Early in his scientific career, Dr. Alvarez worked concurrently in the fields of optics and cosmic rays. He is co-discoverer of the “East-West effect” in cosmic rays. For several years he concentrated his work in the field of nuclear physics. In 1937 he gave the first experimental demonstration of the existence of the phenomenon of K-electron capture by nuclei. Another early development was a method for producing beams of very slow neutrons. This method subsequently led to a fundamental investigation of neutron scattering in ortho- and para-hydrogen, with Pitzer, and to the first measurement, with Bloch, of the magnetic moment of the neutron. With Wiens, he was responsible for the production of the first 198Hg lamp; this device was developed by the Bureau of Standards into its present form as the universal standard of length. Just before the war, Alvarez and Cornog discovered the radioactivity of 3H (tritium) and showed that 3He was a stable constituent of ordinary helium. (Tritium is best known as a source of thermonuclear energy, and 3He has become of importance in low temperature research.)
During the war (at M.I.T.) he was responsible for three important radar systems – the microwave early warning system, the Eagle high altitude bombing system, and a blind landing system of civilian as well as military value (GCA, or Ground-Controlled Approach). While at the Los Alamos Laboratory, Professor Alvarez developed the detonators for setting off the plutonium bomb. He flew as a scientific observer at both the Almagordo and Hiroshima explosions.
Dr.

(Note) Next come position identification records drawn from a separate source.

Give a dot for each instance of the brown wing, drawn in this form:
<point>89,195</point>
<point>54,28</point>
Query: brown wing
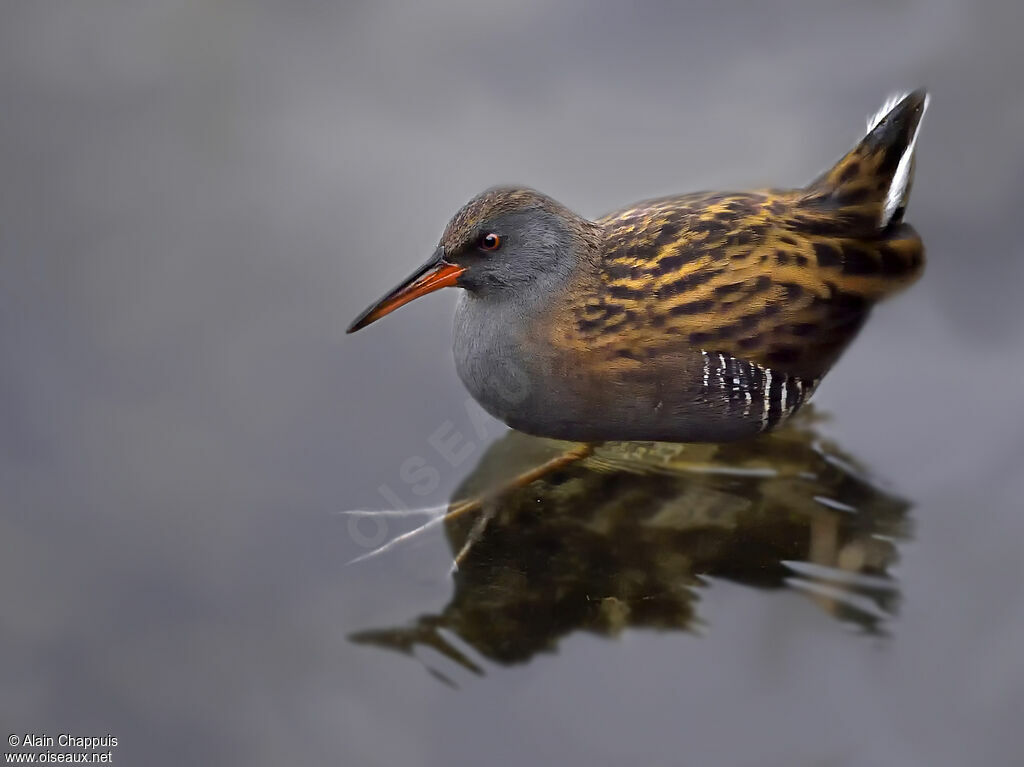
<point>764,277</point>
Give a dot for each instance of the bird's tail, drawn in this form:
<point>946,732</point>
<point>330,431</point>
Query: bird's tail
<point>869,186</point>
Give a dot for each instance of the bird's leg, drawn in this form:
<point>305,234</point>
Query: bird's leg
<point>560,461</point>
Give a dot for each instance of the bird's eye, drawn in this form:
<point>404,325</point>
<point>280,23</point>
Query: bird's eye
<point>491,241</point>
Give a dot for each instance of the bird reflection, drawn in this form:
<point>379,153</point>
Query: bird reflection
<point>628,537</point>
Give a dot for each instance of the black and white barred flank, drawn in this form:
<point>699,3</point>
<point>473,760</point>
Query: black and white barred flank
<point>755,390</point>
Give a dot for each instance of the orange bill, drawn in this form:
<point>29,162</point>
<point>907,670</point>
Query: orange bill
<point>434,274</point>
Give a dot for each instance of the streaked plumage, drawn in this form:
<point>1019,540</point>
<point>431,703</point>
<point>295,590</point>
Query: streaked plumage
<point>702,316</point>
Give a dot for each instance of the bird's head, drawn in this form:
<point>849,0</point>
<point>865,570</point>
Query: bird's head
<point>500,243</point>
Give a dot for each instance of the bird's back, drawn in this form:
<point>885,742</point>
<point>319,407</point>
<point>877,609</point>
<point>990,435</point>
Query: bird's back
<point>714,315</point>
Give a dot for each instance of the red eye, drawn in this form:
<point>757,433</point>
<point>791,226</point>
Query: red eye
<point>491,241</point>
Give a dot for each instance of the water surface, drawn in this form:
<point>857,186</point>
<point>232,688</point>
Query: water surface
<point>199,197</point>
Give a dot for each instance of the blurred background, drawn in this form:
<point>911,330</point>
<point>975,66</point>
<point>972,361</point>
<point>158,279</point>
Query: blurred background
<point>198,197</point>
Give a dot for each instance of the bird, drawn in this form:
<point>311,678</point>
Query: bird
<point>710,316</point>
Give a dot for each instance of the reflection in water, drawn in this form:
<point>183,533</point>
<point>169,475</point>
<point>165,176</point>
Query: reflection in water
<point>624,538</point>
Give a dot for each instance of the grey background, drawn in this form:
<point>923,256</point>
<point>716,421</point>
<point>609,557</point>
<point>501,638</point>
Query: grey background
<point>197,198</point>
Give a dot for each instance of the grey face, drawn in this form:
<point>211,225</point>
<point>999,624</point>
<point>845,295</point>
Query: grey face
<point>511,251</point>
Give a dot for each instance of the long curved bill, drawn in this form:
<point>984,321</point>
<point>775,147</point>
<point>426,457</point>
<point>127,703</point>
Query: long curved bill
<point>434,274</point>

Alvarez is responsible for the design and construction of the Berkeley 40-foot proton linear accelerator, which was completed in 1947. In 1951 he published the first suggestion for charge exchange acceleration that quickly led to the development of the “Tandem Van de Graaf accelerator”. Since that time, he has engaged in high-energy physics, using the 6 billion electron volt Bevatron at the University of California Radiation Laboratory. His main efforts have been concentrated on the development and use of large liquid hydrogen bubble chambers, and on the development of high-speed devices to measure and analyze the millions of photographs produced each year by the bubble-chamber complex. The net result of this work has been the discovery by Dr. Alvarez’ research group, of a large number of previously unknown efundamental particle resonances.. Since 1967 Dr. Alvarez has devoted most of this time to the study of cosmic rays, using balloons and superconducting magnets.